Written by David Frum on Saturday February 26, 2011

This week, Newt Gingrich played up Obama's refusal to defend DOMA, claiming it could thrust us into a "constitutional crisis."

Skill-testing question for constitutional conservatives.

Suppose you are an elected official. Congress enacts a law you regard as unconstitutional. What do you do?

Well if the law is the Affordable Care Act, aka Obamacare, the answer is clear. You refuse to enforce the unconstitutional thing.

Yes, the Supreme Court will have the final say. But you too have a constitutional duty, do you not?

So if you are the governor of Alaska, you announce you will refuse to answer the unconstitutional thing.

Ditto if you are the governor of Florida.

If you are the lower house of the Idaho state legislature, you vote 49-20 to nullify the bill.

Eleven other states have had similar nullification measures introduced into their legislatures: Indiana, Maine, Montana, Nebraska, New Hampshire, North Dakota, Oklahoma, Oregon, South Dakota, Texas, and Wyoming.

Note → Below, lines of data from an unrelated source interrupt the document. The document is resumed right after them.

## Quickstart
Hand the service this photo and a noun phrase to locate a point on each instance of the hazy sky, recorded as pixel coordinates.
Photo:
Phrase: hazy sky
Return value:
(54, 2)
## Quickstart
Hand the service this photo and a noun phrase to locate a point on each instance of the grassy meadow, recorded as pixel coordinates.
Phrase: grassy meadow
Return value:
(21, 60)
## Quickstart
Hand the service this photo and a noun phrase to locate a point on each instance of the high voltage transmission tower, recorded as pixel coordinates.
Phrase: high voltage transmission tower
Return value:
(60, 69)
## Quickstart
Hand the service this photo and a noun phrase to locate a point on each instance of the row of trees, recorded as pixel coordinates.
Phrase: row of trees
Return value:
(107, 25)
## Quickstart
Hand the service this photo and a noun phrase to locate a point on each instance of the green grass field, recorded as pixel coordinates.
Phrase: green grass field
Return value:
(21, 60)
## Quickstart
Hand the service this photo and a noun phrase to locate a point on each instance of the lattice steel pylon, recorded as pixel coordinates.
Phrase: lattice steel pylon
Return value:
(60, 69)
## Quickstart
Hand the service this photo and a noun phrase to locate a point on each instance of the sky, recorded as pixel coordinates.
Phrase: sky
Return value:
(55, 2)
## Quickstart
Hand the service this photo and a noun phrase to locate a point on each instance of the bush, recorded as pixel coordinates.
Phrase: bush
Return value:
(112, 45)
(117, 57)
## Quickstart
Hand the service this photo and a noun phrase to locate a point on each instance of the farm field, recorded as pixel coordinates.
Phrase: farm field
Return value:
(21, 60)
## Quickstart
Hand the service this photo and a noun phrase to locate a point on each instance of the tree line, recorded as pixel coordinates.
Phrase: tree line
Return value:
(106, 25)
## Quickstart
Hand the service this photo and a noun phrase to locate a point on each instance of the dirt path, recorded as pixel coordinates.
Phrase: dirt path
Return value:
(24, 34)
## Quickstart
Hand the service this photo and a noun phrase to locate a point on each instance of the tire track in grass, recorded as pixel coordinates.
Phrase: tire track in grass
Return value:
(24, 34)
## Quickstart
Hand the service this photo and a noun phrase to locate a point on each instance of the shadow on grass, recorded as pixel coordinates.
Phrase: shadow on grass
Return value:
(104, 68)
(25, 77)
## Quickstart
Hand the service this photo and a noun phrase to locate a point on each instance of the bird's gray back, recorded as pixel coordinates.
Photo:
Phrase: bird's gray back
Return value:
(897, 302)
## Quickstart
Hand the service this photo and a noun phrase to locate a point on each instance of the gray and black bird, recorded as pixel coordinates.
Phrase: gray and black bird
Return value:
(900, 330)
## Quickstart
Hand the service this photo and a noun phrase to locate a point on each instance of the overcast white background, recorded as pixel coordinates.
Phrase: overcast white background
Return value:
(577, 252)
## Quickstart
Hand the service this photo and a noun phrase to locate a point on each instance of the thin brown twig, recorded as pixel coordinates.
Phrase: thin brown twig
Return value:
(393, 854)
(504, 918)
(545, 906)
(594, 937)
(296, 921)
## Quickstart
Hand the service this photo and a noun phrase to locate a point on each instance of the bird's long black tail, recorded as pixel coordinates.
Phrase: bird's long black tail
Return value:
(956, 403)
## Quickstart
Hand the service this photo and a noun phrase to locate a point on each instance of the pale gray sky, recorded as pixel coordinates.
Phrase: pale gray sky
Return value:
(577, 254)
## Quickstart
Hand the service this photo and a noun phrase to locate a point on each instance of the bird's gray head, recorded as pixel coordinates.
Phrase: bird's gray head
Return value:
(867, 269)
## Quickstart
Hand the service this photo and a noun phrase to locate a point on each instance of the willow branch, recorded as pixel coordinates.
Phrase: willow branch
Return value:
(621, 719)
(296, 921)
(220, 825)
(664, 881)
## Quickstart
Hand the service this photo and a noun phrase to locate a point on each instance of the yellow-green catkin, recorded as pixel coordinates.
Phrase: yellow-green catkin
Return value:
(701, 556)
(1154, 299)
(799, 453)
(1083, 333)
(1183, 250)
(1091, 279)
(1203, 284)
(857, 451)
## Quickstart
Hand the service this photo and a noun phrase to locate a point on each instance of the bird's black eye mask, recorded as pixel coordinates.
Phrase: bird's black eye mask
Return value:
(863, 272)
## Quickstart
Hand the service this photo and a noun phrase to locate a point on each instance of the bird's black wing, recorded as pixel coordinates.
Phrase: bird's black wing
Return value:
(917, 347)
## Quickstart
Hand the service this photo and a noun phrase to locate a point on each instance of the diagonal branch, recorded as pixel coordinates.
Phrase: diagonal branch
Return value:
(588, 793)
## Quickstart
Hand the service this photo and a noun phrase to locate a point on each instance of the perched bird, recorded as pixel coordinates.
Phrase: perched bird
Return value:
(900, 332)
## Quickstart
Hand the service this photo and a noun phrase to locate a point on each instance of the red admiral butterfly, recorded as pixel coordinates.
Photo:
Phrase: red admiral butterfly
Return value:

But - BUT! - everything changes if the law is the Defense of Marriage Act, and the officeholder in question is President Obama. In that case, you are constitutionally obliged to set aside your own judgment and defend the law to the end.

He swore an oath on the Bible to become president that he would uphold the Constitution and enforce the laws of the United States. He is not a one-person Supreme Court. The idea that we now have the rule of Obama instead of the rule of law should frighten everybody."

Asked by Newsmax directly whether Obama's refusal to defend DOMA in court constituted an impeachable offense, Gingrich hedged:

I think that’s something you get to much later. But I think clearly it is a dereliction of duty. Clearly it’s a violation of his constitutional oath. Clearly it is not something that can be allowed to stand.

At a minimum, Obama's refusal could thrust the country into a "constitutional crisis."

So, clear? If it's DOMA, Congress decides what's constitutional, and the president must salute. If it's Obamacare, the governors and state legislatures decide what's constitutional. (And I suppose the president must salute again.)

Newsmax did not ask Newt Gingrich whether a President Gingrich would be obliged to defend and enforce Obamacare. That's a question to which it would be very, very interesting to hear an answer.